Few folk on my yard used the local Rowan Timber sawmill to source free shavings - they just rolled up in their trailer and filled binbags.  However this week they were told that the facility will no longer be available to them so there are a few unhappy faces.  I dont use them because I find them too dusty and have heard of incidents of nails and other objects being found in them so decided against it but I said I would ask on here if anyone knew of any other sawmills in the Lanarkshire area that they would be able to obtain free shavings from?


----------



## Hoofprints in the Snow (28 January 2014)

They were very lucky getting them free, most small sawmills charge.


----------



## _GG_ (28 January 2014)

I would be happy actually....I think they are terrible for horses. Horses are expensive, I wouldn't compromise on quality of bedding.


----------



## MiJodsR2BlinkinTite (28 January 2014)

Hmmm, there was another thread on here quite recently about this I seem to recall. Someone said that you have to be careful??? - as some of the trees used in commercial sawmills are actually poisonous?? Think they said that some of the trees with Red wood could be nasty. 

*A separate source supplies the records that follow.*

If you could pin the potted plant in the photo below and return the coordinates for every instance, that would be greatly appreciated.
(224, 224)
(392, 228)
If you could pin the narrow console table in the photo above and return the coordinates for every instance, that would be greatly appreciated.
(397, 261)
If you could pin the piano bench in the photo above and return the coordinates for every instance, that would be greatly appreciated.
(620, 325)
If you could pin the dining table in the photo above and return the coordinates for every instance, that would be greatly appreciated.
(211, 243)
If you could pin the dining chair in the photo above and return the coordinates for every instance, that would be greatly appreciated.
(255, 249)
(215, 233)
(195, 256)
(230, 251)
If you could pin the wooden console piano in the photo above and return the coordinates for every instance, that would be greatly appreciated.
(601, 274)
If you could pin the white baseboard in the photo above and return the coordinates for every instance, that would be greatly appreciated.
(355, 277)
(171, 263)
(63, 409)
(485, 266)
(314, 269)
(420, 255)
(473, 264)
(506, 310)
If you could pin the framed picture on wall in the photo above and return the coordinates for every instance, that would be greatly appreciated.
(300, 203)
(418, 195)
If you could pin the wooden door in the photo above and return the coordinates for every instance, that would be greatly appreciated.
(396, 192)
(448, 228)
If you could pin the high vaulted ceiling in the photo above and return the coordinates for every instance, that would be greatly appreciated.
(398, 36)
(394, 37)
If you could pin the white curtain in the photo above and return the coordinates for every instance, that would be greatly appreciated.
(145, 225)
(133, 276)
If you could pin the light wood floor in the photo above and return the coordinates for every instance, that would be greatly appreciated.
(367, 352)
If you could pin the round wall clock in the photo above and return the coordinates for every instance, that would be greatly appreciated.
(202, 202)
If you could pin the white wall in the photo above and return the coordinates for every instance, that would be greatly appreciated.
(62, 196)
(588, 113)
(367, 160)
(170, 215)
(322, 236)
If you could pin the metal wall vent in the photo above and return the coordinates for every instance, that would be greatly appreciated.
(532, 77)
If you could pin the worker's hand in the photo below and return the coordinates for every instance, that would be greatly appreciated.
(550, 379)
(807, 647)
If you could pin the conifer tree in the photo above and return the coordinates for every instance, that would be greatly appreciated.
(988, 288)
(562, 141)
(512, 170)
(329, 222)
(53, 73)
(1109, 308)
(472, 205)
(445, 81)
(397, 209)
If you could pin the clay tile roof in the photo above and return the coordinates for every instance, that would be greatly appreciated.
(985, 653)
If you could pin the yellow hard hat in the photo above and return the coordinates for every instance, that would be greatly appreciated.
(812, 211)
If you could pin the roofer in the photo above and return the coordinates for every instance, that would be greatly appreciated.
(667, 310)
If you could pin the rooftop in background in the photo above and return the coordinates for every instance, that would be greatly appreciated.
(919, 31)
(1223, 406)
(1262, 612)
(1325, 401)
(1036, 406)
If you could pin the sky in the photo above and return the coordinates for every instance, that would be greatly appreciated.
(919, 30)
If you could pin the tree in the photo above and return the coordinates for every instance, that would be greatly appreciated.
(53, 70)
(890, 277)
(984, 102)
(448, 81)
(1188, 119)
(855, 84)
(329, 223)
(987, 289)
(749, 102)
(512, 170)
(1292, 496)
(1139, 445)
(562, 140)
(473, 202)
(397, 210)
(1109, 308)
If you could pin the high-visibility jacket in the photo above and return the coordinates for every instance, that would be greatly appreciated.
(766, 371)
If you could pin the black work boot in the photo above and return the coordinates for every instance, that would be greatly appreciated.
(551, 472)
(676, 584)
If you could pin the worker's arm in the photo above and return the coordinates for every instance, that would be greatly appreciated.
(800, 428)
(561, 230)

I'd have a look in the archives and see what you can turn up: if my memory serves me correct it was mebbe two or three weeks ago???

Anyone else remember?


----------



## JillA (28 January 2014)

Hoofprints in the Snow said:



			They were very lucky getting them free, most small sawmills charge.
		
Click to expand...

Echo this - if they don't sell them for animal bedding they usually sell to organisations with biomass boilers. I used to get some many years ago and they were dusty and sometimes you had to check for metal objects etc. and there was more sawdust than shavings so they got very heavy. Haven't seen any free for collection for many years now.


----------



## Shutterbug (28 January 2014)

JillA said:



			Echo this - if they don't sell them for animal bedding they usually sell to organisations with biomass boilers. I used to get some many years ago and they were dusty and sometimes you had to check for metal objects etc. and there was more sawdust than shavings so they got very heavy. Haven't seen any free for collection for many years now.
		
Click to expand...

Exactly why I dont use them JillA/ MiJodsR2BlinkinTite - have heard too many stories of objects in them and them being dangerous and yes they are very dusty.  This particular sawmill was quite happy for the odd horse owner to go down and fill a couple of binbags but word got round, and they were inundated so they have stopped it.  I personally dont use them, but said I would ask if anyone here knew of any other sawmills in the area


----------



## Mimi2610 (29 January 2014)

I always use sawdust and never pay for it. Most smaller sawmills are happy to give it away as it's just a waste product, it's the large sawmills that sell onto another mill or turn it into wood pellets. The sawdust is top quality, never dusty, highly absorbent and makes a really good bed. The trees are conifers from commercial forestry plantations, shavings from hardwoods can be dusty.

One of my horses is very sensitive to dust and as such shavings and straw irritate him however sawdust is the only bedding that doesn't.


----------



## FranLove (7 February 2014)

Hi, I used to get them from there but discovered that my feathered youngster was getting mites  it was great getting a freeby but cost me in lotions to clear mites and a very unhappy pony 
now that im on 'ordinary' shavings he's ok  happy pony happy owner


----------